Minorities were 56 percent more likely to have feeding tubes than white patients, researchers report in JAMA Neurology.

Nonwhite patients were also 44 percent more likely to get incisions in the wind pipe to aide breathing and 36 percent more likely to receive surgery to relieve swelling in the brain.

One limitation of the study is that researchers lacked data on some patient characteristics that could influence what care they received such as stroke severity, stroke location and how much time passed between when symptoms started and patients arrived at the hospital, the authors note.

“We know there are significant differences in these clinical aspects with minorities typically having the more severe strokes with delays in time to care,” said Dr.

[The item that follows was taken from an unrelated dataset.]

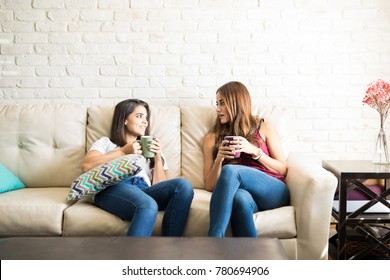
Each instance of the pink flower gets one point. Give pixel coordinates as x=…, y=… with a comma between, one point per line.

Daniel Lackland, a neurology researcher at the Medical University of South Carolina in Charleston.

But the findings still point to a need for improvement.

“These results do suggest that all stroke cases do not have the same stroke care, and should stimulate implementation studies to increase access and utilization,” Lackland, who wasn’t involved in the study, said by email.

The findings also add to growing evidence pointing to racial disparities in care for a wide range of emergencies, including heart attacks, heart failure and stroke, said Dr. Emily Bucholz, a researcher at Boston Children's Hospital who wasn’t involved in the study.

“Although the reasons for these disparities are unclear, they may be related to racial disparities in access to care, differences in clinical presentation or procedural indications between minorities and whites, physician biases, or patient preferences,” Bucholz said by email.